Though the word “anguish” comes from the same Indo-European root as “anxiety” (angh, meaning to tighten or compress), the two conditions differ in that anguish is always accompanied by physiological changes such as sweating, a racing pulse, and a feeling of suffocating, while anxiety is not.

Anguish is characterized by the intensity of the psychic discomfort experienced, which results from extreme uneasiness, a sense of being defenceless and powerless to deal with a danger that seems vague but imminent. Anguish often occurs in the form of attacks that are very hard to control. Victims have trouble analyzing the source of their anguish, and feeling the onset of the associated palpitations, sweating, and trembling only makes them more agitated. People who are experiencing anguish become focused on the present and can no longer perform more than one task at a time. They show signs of muscle tension and have difficulty breathing, as well as digesting their food.

Fear is a common, natural emotion. But when it gets out of control, it can lead to many different mental disorders. For example, generalized anxiety is a chronic fear with no particular trigger. Phobias are fears of specific things (such as spiders, crowds, or closed spaces), taken to the extreme. Obsessive-compulsive disorder often involves an excessive fear of something, such as germs, that drives individuals to engage in repetitive rituals to ensure that they do not come into contact with the thing they fear. Panic attacks involve the sudden triggering of physical symptoms of distress, often accompanied by the fear of imminent death. Post-traumatic stress often occurs when a situation or stimulus reminds someone of a traumatic experience that they underwent long ago but that suddenly seems immediately present once again.

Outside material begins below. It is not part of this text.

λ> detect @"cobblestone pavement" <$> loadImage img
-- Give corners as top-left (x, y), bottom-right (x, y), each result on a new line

The stage fright we feel when we have to address an audience and the stress we feel when we are about to be put to a test where a lot is at stake are also forms of anguish, both of which generally dissipate as soon as the waiting is over and we begin the task at hand. Anguish can have a positive side, if it lets us mobilize our energies to give the best of ourselves at key moments. But once again, it becomes harmful if it paralyzes us and keeps us from taking action.